Back to LiveCycle, Cooper says the goal was to give fans of Tron:Legacy the opportunity to feel like they were part of the movie's iconic light cycle battle scene. Players of the mobile game walk around large, open areas with their phones, building digital light walls as they move. The goal is to derezz your opponent's light walls before they derezz yours. (For those of you who don't know Tron speak, derezz is short for deresolution, which means to make disappear.)

In the initial stages of game development, it was thought that GPS alone would be used to track a player's movements; however, given that there is a little bit of lag with GPS, CP+B also utilized a phone's built-in accelerometer and compass to track players in real-time.

Beyond making LiveCycle fun and functional, it was also important to create a game that was safe to play. "We wanted to make sure people weren't driving around in their cars or riding their bikes while they were playing it," stresses CP+B vice president and creative technology director Mathew Ray. To remedy that potential hazard, the game has a speed limit. If a player goes too fast, their light cycle's power source will be depleted, and they will have to stop playing and recharge it.

While the game was initially available to iPhone users only, an Android version was subsequently released. The game began as single-player, but multiplayer functionality was added to later versions. "If I invite my friends to play, and they're in another city, I can play against them even though they're not in the same place physically," Ray says. "So the idea of connecting two remote spaces into this weird virtual space mapped over the concept of Tron really well."
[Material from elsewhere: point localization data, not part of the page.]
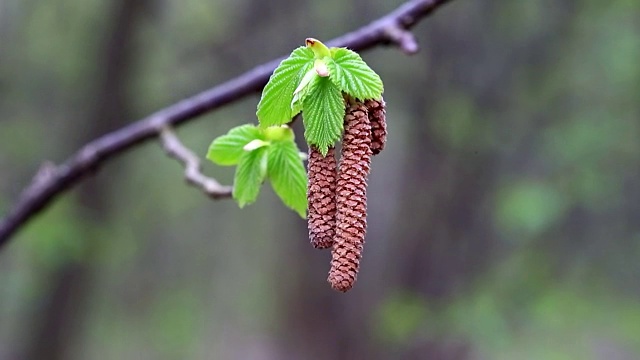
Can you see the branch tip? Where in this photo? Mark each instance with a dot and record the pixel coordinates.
(192, 169)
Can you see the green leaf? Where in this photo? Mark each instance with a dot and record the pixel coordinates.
(274, 107)
(227, 149)
(353, 76)
(323, 114)
(306, 84)
(288, 175)
(250, 174)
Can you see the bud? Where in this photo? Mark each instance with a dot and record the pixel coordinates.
(377, 111)
(321, 196)
(351, 199)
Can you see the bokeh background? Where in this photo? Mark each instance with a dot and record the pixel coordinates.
(503, 217)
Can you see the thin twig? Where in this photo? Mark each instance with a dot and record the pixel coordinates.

Reading through the reviews of the game on iTunes, people describe LiveCycle as fun and say they can't believe it was free, but there are numerous complaints about having to log in to Facebook to access the multiplayer mode. Many of the reviewers didn't feel comfortable doing that.

If time hadn't been an issue, Schiff says he would have added an augmented-reality component to the game "where conceivably someone could have scanned a can of Coke Zero and gotten a performance boost in the game."

As previously noted, there was a separate augmented-reality experience hosted at the Coke Zero site. It was created by Disney, and visitors who had either a can of Coke Zero or a cup from a movie theater with an AR code on it, could have held it up to their webcam and seen and manipulated a vehicle from Tron:Legacy. "We walked into AR with Avatar," Cooper says, "and the Disney relationship was able to advance that a little further [with Tron: Legacy] in helping to make [the AR code] accessible not only on Coke Zero cans but also on cinema cups. So whether you bought a Coke Zero in the supermarket or at the movies, you could bring the experience of the movie home by going to your computer and really engaging with those vehicles that are so stunning in the movie."

Who could have envisioned back when the original Tron was released in 1982 - the era of parachute pants and boom boxes - that location-based mobile games and augmented reality would be possible today? It's sort of trippy to imagine the digital and mobile marketing tools that will be available when the third Tron film is released. (At press time, word was a sequel to Tron: Legacy would soon be announced.) "Just thinking about it makes our heads explode," Schiff muses. "We look at things we made a year ago, and they seemed to be very advanced at the time, very cutting edge, then when you look at [what] you can do just one year later with the same idea, the same concept, the way you could distribute it, the way you could make it shareable, the way you could augment it, it starts to become jaw-dropping."